No one knows for sure what happened other than the people who were present, so I don’t think it is right to jump into conclusions hastily. Xiaxue has a version of it, from “eyewitness”, and who knows what is the truth?

I would rather like to think this is a huge misunderstanding, as the blogger in question had pointed out. It’s a misunderstanding that occurs frequently because as humans we forgot to communicate effectively. Had the restaurant informed the blogger that it was “industry practice” (there’s such a practice and we need regulations to be drawn out?) to only waive the cost for the blogger + 1 of his friends, this would not have happen. Had the blogger asked and confirmed if all his friends would dine for free, this would not have happen.
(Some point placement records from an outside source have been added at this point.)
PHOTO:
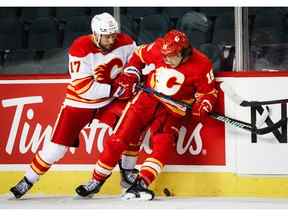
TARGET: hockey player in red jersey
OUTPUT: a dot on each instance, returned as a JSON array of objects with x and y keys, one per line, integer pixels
[
  {"x": 177, "y": 70},
  {"x": 94, "y": 62}
]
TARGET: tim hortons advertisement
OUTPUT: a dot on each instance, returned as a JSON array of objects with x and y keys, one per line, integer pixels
[{"x": 29, "y": 108}]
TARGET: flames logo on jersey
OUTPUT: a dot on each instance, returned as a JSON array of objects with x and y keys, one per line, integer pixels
[{"x": 105, "y": 73}]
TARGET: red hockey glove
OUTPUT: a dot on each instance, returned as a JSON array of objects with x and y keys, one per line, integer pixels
[
  {"x": 125, "y": 86},
  {"x": 102, "y": 75},
  {"x": 201, "y": 109}
]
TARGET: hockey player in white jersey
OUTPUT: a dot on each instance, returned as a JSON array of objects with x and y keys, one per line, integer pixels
[{"x": 95, "y": 60}]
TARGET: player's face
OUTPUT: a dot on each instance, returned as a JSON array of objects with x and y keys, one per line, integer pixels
[
  {"x": 173, "y": 60},
  {"x": 107, "y": 41}
]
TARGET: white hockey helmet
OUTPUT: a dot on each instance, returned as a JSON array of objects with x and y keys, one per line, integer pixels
[{"x": 104, "y": 24}]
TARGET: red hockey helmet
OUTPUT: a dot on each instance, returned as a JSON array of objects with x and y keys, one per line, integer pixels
[{"x": 174, "y": 42}]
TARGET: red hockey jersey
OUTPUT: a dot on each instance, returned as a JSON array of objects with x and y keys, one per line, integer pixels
[{"x": 192, "y": 80}]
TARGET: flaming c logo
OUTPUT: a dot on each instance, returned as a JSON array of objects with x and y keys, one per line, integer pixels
[{"x": 108, "y": 71}]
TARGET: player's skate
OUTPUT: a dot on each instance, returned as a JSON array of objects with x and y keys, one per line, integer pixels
[
  {"x": 21, "y": 188},
  {"x": 128, "y": 176},
  {"x": 138, "y": 191},
  {"x": 91, "y": 188}
]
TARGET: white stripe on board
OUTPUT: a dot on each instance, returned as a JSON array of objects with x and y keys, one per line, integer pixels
[{"x": 90, "y": 167}]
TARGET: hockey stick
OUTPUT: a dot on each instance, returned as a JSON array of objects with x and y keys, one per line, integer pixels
[
  {"x": 237, "y": 99},
  {"x": 216, "y": 116}
]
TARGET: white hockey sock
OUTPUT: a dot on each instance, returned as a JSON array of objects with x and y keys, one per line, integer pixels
[{"x": 128, "y": 162}]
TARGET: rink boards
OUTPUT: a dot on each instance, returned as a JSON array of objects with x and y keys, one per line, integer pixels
[{"x": 209, "y": 160}]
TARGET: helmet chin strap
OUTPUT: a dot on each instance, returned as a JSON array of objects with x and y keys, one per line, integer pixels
[{"x": 97, "y": 39}]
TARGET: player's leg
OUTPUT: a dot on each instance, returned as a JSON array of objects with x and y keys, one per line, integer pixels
[
  {"x": 130, "y": 126},
  {"x": 163, "y": 142},
  {"x": 65, "y": 135}
]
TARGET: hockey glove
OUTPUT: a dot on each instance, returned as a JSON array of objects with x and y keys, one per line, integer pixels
[
  {"x": 127, "y": 83},
  {"x": 201, "y": 109}
]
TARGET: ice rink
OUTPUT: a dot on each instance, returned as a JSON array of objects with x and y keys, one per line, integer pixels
[{"x": 115, "y": 202}]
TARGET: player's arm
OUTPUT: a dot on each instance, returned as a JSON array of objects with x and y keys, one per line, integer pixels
[
  {"x": 83, "y": 79},
  {"x": 206, "y": 93},
  {"x": 132, "y": 72}
]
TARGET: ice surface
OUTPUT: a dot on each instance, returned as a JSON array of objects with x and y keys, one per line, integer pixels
[{"x": 115, "y": 202}]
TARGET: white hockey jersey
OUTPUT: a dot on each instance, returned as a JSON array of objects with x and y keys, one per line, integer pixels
[{"x": 85, "y": 60}]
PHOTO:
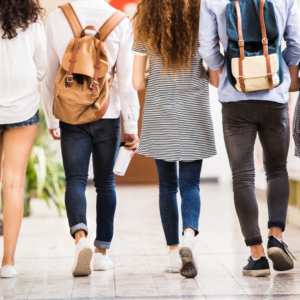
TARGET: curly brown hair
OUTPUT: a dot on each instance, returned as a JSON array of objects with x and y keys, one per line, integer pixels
[
  {"x": 18, "y": 14},
  {"x": 170, "y": 29}
]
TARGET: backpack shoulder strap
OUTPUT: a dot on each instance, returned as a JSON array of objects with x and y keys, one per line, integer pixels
[
  {"x": 72, "y": 18},
  {"x": 112, "y": 22}
]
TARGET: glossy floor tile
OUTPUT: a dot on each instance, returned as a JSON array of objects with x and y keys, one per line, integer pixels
[{"x": 45, "y": 254}]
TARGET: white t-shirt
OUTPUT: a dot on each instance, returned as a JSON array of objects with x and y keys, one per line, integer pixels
[
  {"x": 123, "y": 97},
  {"x": 23, "y": 63}
]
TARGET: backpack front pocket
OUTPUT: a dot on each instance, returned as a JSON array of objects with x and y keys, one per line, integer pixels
[{"x": 255, "y": 72}]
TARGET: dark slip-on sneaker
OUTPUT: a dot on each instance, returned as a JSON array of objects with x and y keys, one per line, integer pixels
[
  {"x": 280, "y": 255},
  {"x": 257, "y": 268}
]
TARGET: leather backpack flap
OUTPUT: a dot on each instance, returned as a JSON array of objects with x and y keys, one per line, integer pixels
[
  {"x": 82, "y": 89},
  {"x": 255, "y": 72},
  {"x": 251, "y": 68}
]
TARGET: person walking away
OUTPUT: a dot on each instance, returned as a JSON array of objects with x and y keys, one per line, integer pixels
[
  {"x": 295, "y": 87},
  {"x": 255, "y": 105},
  {"x": 177, "y": 127},
  {"x": 23, "y": 64},
  {"x": 81, "y": 134}
]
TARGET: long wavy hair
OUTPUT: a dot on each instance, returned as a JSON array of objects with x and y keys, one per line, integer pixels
[
  {"x": 18, "y": 14},
  {"x": 170, "y": 29}
]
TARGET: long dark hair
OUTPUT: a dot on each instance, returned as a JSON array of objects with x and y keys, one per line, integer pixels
[
  {"x": 15, "y": 14},
  {"x": 170, "y": 28}
]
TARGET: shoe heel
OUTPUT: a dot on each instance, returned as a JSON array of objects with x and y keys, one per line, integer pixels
[
  {"x": 188, "y": 268},
  {"x": 83, "y": 266},
  {"x": 281, "y": 261}
]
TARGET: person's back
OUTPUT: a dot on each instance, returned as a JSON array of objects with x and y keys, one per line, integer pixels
[
  {"x": 247, "y": 115},
  {"x": 100, "y": 138},
  {"x": 23, "y": 64},
  {"x": 177, "y": 127},
  {"x": 213, "y": 17}
]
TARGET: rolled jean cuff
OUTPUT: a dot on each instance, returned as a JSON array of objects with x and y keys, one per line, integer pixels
[
  {"x": 196, "y": 230},
  {"x": 80, "y": 226},
  {"x": 277, "y": 223},
  {"x": 102, "y": 245},
  {"x": 254, "y": 241}
]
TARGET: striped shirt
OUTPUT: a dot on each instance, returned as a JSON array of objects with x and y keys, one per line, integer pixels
[{"x": 177, "y": 124}]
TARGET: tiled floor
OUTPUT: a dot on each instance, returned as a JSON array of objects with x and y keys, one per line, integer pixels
[{"x": 45, "y": 255}]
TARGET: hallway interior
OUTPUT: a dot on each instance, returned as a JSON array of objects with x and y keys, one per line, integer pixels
[{"x": 45, "y": 254}]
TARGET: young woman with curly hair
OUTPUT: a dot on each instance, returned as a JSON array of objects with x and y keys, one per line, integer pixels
[
  {"x": 23, "y": 64},
  {"x": 177, "y": 127}
]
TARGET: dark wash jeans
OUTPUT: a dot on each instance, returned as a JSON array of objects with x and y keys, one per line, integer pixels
[
  {"x": 242, "y": 121},
  {"x": 78, "y": 142},
  {"x": 189, "y": 180}
]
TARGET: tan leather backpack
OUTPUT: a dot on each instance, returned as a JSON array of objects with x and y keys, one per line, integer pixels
[{"x": 81, "y": 93}]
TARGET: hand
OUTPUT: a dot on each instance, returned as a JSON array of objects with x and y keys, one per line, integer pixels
[
  {"x": 55, "y": 134},
  {"x": 132, "y": 143}
]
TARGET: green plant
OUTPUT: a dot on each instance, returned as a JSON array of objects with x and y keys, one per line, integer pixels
[{"x": 45, "y": 178}]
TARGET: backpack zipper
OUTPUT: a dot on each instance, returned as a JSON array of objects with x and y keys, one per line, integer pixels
[{"x": 71, "y": 100}]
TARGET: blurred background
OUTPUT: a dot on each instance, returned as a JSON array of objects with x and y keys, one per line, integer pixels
[{"x": 45, "y": 178}]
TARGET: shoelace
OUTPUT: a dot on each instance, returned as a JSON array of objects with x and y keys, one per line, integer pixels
[{"x": 288, "y": 251}]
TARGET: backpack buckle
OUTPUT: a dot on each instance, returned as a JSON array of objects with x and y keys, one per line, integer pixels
[
  {"x": 92, "y": 85},
  {"x": 69, "y": 81}
]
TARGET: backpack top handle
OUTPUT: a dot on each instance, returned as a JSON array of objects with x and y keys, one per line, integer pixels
[
  {"x": 265, "y": 43},
  {"x": 72, "y": 18},
  {"x": 242, "y": 45}
]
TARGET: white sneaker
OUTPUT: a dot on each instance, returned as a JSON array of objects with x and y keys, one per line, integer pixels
[
  {"x": 189, "y": 268},
  {"x": 8, "y": 272},
  {"x": 174, "y": 261},
  {"x": 102, "y": 262},
  {"x": 83, "y": 257}
]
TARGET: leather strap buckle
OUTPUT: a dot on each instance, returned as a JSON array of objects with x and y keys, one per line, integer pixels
[
  {"x": 92, "y": 85},
  {"x": 70, "y": 76}
]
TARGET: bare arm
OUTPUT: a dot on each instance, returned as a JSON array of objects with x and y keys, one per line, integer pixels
[
  {"x": 295, "y": 84},
  {"x": 139, "y": 78}
]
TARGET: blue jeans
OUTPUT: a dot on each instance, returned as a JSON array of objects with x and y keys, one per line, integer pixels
[
  {"x": 189, "y": 180},
  {"x": 78, "y": 142}
]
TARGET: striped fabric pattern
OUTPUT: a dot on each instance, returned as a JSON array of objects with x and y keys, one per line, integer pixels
[
  {"x": 296, "y": 128},
  {"x": 177, "y": 124}
]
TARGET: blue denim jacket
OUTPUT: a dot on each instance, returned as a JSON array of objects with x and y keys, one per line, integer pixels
[{"x": 213, "y": 29}]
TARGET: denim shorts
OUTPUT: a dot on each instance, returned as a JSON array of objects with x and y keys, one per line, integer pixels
[{"x": 32, "y": 121}]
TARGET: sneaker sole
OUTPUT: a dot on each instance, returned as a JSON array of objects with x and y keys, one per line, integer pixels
[
  {"x": 188, "y": 268},
  {"x": 172, "y": 270},
  {"x": 281, "y": 261},
  {"x": 103, "y": 268},
  {"x": 257, "y": 273},
  {"x": 83, "y": 264}
]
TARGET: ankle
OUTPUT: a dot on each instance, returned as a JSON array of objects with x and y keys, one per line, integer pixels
[
  {"x": 103, "y": 251},
  {"x": 276, "y": 232},
  {"x": 8, "y": 262},
  {"x": 257, "y": 251},
  {"x": 190, "y": 230},
  {"x": 173, "y": 247},
  {"x": 78, "y": 235}
]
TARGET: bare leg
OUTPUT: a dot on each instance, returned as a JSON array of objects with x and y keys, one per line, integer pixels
[{"x": 17, "y": 145}]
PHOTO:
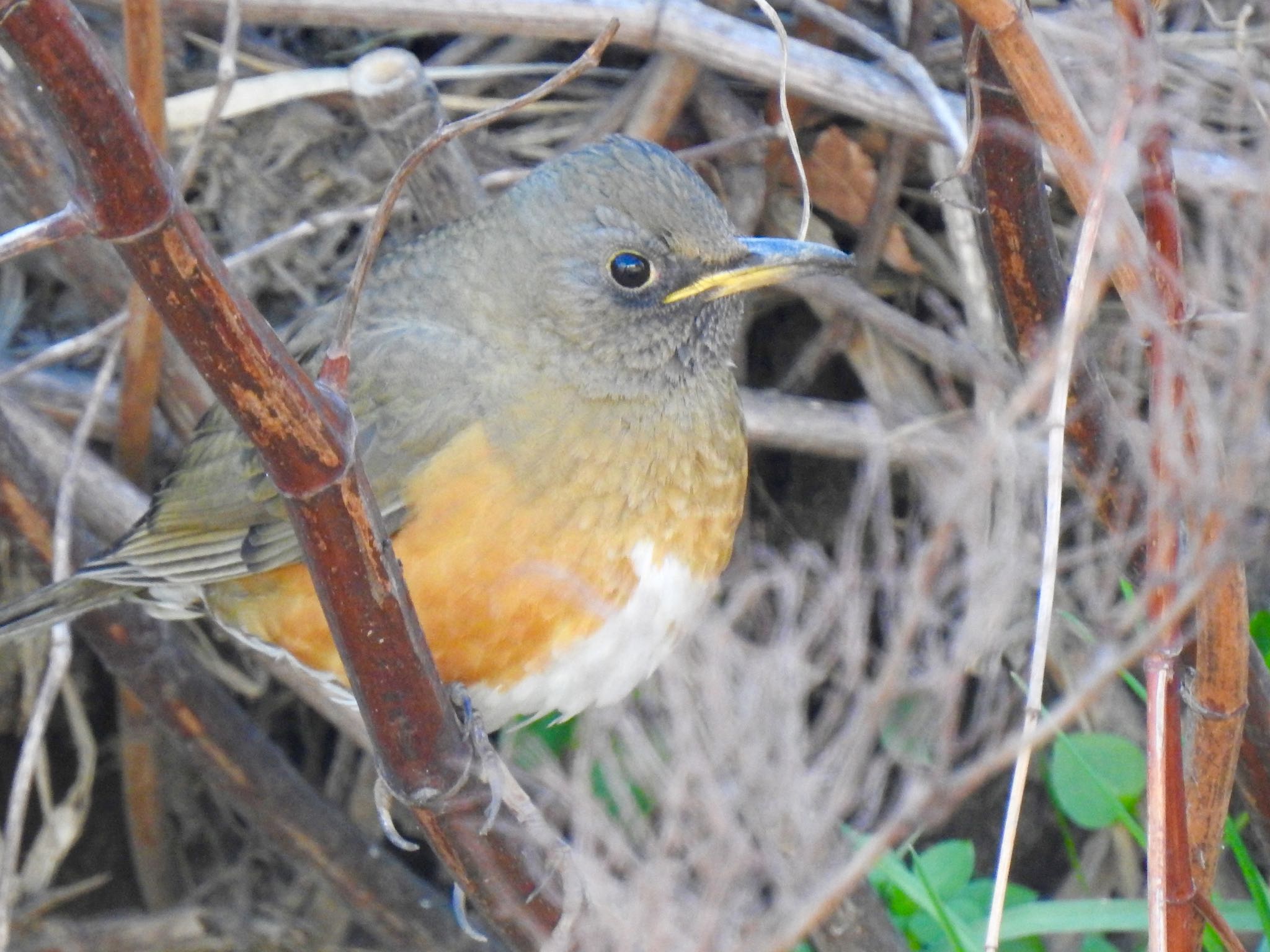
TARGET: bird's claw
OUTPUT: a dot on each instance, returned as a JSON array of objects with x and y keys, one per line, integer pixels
[
  {"x": 384, "y": 808},
  {"x": 491, "y": 767}
]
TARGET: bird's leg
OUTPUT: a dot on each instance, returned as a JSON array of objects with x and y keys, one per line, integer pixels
[{"x": 491, "y": 765}]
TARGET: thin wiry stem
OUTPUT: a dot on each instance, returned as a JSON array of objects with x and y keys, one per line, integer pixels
[
  {"x": 1076, "y": 311},
  {"x": 334, "y": 371},
  {"x": 59, "y": 654}
]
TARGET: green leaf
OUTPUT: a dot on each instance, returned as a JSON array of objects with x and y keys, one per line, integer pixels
[
  {"x": 1259, "y": 626},
  {"x": 948, "y": 866},
  {"x": 1096, "y": 777},
  {"x": 1096, "y": 943}
]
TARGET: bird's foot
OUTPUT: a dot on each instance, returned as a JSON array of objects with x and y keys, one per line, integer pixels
[{"x": 384, "y": 808}]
Misunderstanding happens all the time, forget and let live.

But I guess this interesting incident does help raise more awareness on social media, something that many people do not seem to understand as yet. I knew of this incident from a friend’s blog. She wrote about “Truth About Bloggers and Freebies“, a post which I feel does shed some light about blogging as a social media tool.

Even though I had not been popular enough to get invited to blog events, I have had read up many people’s blogs where they did attend such events. Blogs are not just diaries of people’s lives. Blogs have become a great tool to spread word of mouth, and it is something that every company should learn to harness. True enough, the bulk of the blogs are diaries, but they have so little readership it hardly matters. But when blogs become websites where people associate a certain degree of trust, it becomes a powerful tool.

I had once wrote in my EE3001 report about harnessing the power of blogs when I was the “Marketing Manager” of my project team. In it I highlighted how I would invite bloggers to come to my “event”, where I would host them for food and refreshments, and allow them to have hands on trials of our product. We would then allow them to write anything they wanted about our product – what they liked; what they didn’t like; what can we improve etc. Because they are allowed such freedom to write whatever they are feeling, it gives the element of credibility. And I, as a 23 year old undergraduate, can understand the power of using popular blogs. And I don’t see why others cannot.

If anyone wants to say there is no free lunch in this world, sadly yes there are literally free lunches in this world. I have been to one free dinner. Although it is not a lunch, but it was a free meal, with no strings attached. But anyway the point in question is not about a free meal. Indeed, as Xiaxue pointed out, bloggers can then proceed to give their unbiased opinion on their blogs, something that is worth money. Hence using free lunches to exchange for some publicity, I don’t think it is wrong. It is the same as asking a blogger to come and then paying him to write. But paying him to write eliminates any sense of credibility, so it would backfire.

Social media has been here for a few years, and it is here to stay. As we progress to become more connected to the internet through the use of data plans, twitters and other forms of information transfer, the internet has become a force to be reckoned with. Who knows, it might one day take over the traditional media.